Des deux côtés du duel

Marie-France Dubreuil et Patrice Lauzon Marie-France Dubreuil et Patrice Lauzon Marie-France Dubreuil et Patrice Lauzon

« En compétition, c’est horrible. On les pousse à être au top. Après, les juges les départagent. » Les Jeux de Pyeongchang seront pour Marie-France Dubreuil et son conjoint Patrice Lauzon des montagnes russes d’émotions parce qu’ils verront s’affronter leurs protégés canadiens, Tessa Virtue et Scott Moir, et français, Gabriella Papadakis et Guillaume Cizeron. Incursion dans l’univers des entraîneurs des deux meilleurs couples du monde en danse sur glace.

Un texte de Guillaume Boucher

Fin octobre, les Canadiens Tessa Virtue et Scott Moir remportent les Internationaux Patinage Canada avec un pointage final record de 199,86. Début novembre, en Chine, les Français Gabriella Papadakis et Guillaume Cizeron lancent aussi leur saison avec un record de 200,43 points, qu’ils font tomber deux semaines plus tard en France (201,98).

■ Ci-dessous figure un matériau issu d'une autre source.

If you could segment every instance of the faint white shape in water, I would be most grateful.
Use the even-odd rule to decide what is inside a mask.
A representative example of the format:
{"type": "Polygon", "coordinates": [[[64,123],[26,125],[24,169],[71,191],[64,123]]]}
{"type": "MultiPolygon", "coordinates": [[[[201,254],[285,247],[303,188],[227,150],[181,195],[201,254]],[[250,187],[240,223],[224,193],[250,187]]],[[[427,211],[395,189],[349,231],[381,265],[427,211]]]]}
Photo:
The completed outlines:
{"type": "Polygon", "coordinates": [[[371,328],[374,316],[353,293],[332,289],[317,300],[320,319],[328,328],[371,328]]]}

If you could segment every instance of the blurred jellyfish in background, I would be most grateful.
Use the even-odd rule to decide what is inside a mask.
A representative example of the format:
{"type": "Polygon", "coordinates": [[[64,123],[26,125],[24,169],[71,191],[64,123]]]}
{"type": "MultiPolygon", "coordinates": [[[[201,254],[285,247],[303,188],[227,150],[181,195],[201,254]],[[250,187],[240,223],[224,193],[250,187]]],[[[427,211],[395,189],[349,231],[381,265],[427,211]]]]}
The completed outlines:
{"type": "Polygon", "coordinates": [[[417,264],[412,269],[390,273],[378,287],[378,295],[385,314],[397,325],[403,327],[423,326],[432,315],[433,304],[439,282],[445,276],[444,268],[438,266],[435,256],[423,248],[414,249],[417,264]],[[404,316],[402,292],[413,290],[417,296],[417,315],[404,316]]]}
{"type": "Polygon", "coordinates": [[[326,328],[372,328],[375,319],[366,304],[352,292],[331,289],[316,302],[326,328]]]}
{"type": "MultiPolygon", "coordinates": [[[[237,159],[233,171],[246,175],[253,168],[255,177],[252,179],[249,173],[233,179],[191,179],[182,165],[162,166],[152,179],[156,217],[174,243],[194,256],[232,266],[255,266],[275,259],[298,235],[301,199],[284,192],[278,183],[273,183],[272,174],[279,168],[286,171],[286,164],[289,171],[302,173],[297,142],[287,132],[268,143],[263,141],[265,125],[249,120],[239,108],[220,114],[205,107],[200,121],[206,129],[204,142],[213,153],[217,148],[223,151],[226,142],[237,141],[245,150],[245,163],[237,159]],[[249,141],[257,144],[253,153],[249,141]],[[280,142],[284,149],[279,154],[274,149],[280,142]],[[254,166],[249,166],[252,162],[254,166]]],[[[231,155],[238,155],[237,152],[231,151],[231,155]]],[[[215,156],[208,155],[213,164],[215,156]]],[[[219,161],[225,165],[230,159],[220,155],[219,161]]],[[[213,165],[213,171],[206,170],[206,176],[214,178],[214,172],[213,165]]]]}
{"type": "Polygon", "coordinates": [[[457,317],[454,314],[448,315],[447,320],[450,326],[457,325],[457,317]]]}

Début décembre, au Japon, les deux couples s’affrontent une première fois en finale du Grand Prix de l’ISU. Le spectacle est de la plus haute qualité. Les Français signent un autre record de 202,16 points, mais leur victoire est courte, d’à peine deux points (Papadakis et Cizeron ont depuis amélioré leur record à 203,16 points aux Championnats d’Europe).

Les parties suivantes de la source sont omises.